Isak groaned. “I’m technically not.”
“Hey, I’m technically not banging your daughter but I want to,” she suggested.
“How about hello, your highness, nice to meet you?” Sunny said pointedly, not batting an eyelid at the fae who streamed past them on important business. Some were the fae Isak was used to seeing, but others had leaves for hair, or tree branches rising from their shoulders, or thorns and roses where Isak had hands. A strapping young man came towards them with a tray in his hands, spiralling horns rising from his deep brown forehead covered in moss. Isak had seen a lot in his life but nothing like the fae of Sainsa. He’d glimpsed a couple fae like this back in Bevhyre but here they were everywhere. A woman walked past with an honest to saints horn in the middle of her head, the tip stained blood.

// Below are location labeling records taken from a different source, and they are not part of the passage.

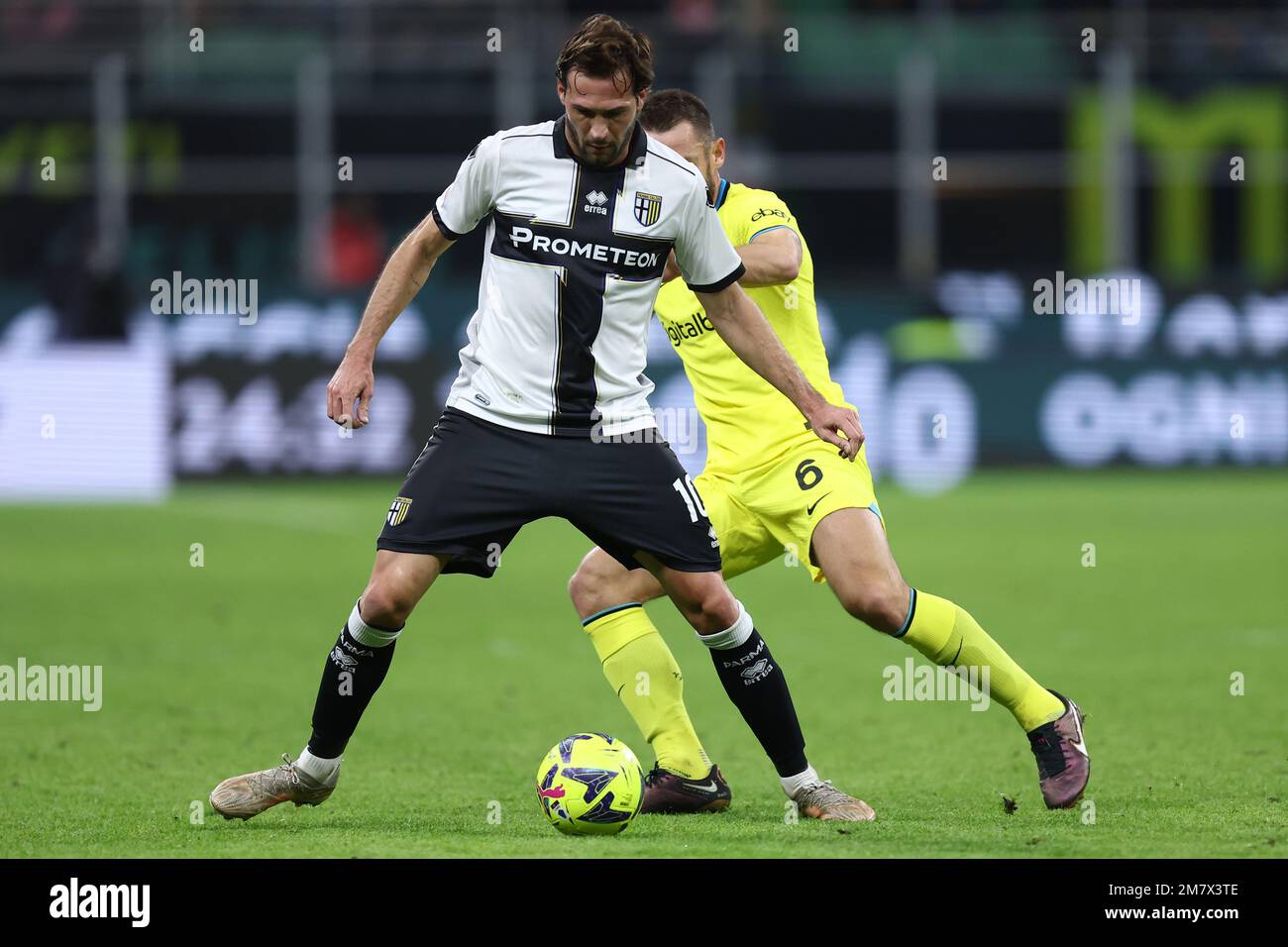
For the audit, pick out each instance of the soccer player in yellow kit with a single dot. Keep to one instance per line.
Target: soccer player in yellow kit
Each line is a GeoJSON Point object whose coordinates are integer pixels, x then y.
{"type": "Point", "coordinates": [767, 486]}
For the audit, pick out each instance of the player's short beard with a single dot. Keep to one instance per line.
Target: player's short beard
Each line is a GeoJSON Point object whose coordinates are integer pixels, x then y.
{"type": "Point", "coordinates": [596, 158]}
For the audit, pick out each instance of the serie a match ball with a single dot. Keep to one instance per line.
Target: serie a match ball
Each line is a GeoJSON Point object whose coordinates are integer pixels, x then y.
{"type": "Point", "coordinates": [590, 784]}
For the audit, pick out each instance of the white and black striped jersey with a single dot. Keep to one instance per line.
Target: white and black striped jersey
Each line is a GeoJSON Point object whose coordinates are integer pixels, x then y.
{"type": "Point", "coordinates": [572, 263]}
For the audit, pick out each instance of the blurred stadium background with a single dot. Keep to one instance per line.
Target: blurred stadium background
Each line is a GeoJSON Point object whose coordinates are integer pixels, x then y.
{"type": "Point", "coordinates": [292, 144]}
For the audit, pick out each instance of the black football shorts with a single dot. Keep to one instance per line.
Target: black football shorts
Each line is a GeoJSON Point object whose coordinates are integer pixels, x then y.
{"type": "Point", "coordinates": [477, 483]}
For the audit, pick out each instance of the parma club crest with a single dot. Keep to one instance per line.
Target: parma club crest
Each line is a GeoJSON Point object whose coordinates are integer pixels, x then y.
{"type": "Point", "coordinates": [648, 208]}
{"type": "Point", "coordinates": [398, 510]}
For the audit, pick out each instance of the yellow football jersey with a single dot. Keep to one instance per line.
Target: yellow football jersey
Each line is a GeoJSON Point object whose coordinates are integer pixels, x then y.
{"type": "Point", "coordinates": [748, 421]}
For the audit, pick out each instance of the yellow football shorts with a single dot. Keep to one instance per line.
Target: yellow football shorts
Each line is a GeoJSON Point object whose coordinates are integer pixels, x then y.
{"type": "Point", "coordinates": [771, 510]}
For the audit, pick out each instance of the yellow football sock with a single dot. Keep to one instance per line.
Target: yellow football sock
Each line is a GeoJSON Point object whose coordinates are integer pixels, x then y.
{"type": "Point", "coordinates": [647, 680]}
{"type": "Point", "coordinates": [947, 634]}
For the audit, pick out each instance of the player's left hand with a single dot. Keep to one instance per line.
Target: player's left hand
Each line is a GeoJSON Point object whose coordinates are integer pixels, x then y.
{"type": "Point", "coordinates": [837, 425]}
{"type": "Point", "coordinates": [353, 380]}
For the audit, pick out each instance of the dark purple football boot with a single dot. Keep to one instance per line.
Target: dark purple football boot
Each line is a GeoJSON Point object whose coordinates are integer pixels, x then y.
{"type": "Point", "coordinates": [1064, 766]}
{"type": "Point", "coordinates": [670, 793]}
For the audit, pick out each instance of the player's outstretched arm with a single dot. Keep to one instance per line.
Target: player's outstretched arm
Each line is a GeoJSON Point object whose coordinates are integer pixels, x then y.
{"type": "Point", "coordinates": [748, 334]}
{"type": "Point", "coordinates": [772, 258]}
{"type": "Point", "coordinates": [400, 279]}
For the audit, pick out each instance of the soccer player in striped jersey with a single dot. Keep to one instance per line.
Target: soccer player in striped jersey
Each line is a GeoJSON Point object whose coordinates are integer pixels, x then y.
{"type": "Point", "coordinates": [549, 414]}
{"type": "Point", "coordinates": [767, 487]}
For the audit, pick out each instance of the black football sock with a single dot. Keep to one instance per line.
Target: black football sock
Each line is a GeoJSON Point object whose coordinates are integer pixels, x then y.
{"type": "Point", "coordinates": [758, 686]}
{"type": "Point", "coordinates": [351, 678]}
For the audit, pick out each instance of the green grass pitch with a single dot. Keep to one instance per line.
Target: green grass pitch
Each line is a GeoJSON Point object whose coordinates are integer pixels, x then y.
{"type": "Point", "coordinates": [210, 672]}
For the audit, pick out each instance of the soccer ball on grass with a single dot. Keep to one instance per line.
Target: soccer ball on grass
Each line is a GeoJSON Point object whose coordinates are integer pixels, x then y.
{"type": "Point", "coordinates": [590, 784]}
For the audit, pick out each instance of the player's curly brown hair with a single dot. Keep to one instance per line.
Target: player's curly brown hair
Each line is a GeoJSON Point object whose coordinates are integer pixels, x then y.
{"type": "Point", "coordinates": [606, 48]}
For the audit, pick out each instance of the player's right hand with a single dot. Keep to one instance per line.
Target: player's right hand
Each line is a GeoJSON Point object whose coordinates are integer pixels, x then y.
{"type": "Point", "coordinates": [353, 381]}
{"type": "Point", "coordinates": [837, 425]}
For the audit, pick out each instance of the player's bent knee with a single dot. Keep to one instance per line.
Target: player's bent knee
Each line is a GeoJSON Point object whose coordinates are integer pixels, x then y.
{"type": "Point", "coordinates": [385, 607]}
{"type": "Point", "coordinates": [709, 608]}
{"type": "Point", "coordinates": [593, 589]}
{"type": "Point", "coordinates": [881, 608]}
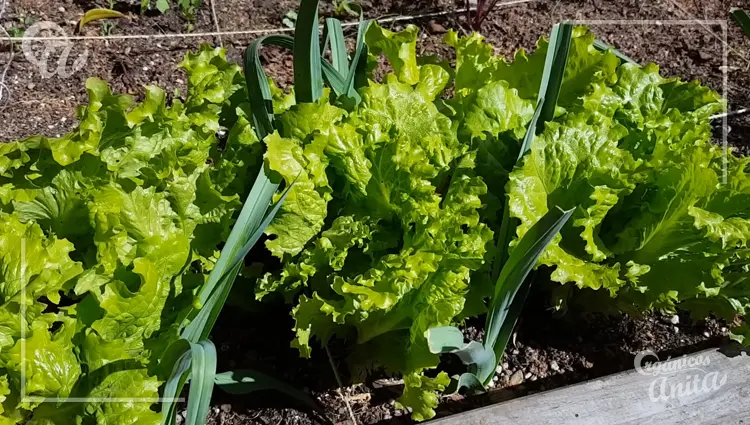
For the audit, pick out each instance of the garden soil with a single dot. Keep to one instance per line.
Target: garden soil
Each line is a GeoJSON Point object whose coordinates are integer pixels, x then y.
{"type": "Point", "coordinates": [550, 349]}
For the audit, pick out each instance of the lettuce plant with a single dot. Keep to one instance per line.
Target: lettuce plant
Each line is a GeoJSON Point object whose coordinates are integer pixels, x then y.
{"type": "Point", "coordinates": [109, 233]}
{"type": "Point", "coordinates": [391, 221]}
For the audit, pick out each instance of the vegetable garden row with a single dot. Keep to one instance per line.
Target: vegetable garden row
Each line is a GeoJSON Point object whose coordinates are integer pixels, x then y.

“Badass,” Isak whispered. If he wasn’t mistaken the woman smiled.
“Natural fae like these were hunted to extinction in other kingdoms,” Anzhelika explained, anger narrowing her eyes. “Probably something to do with those saints you just told Harth all about.”
They’d all be severely warned against calling him the prince or your highness or anything that suggested he was anything but a general enforcer of the Sainsan military. Why he was hidden in plain sight, Isak didn’t know. But they were to call him Harth, general, and nothing else.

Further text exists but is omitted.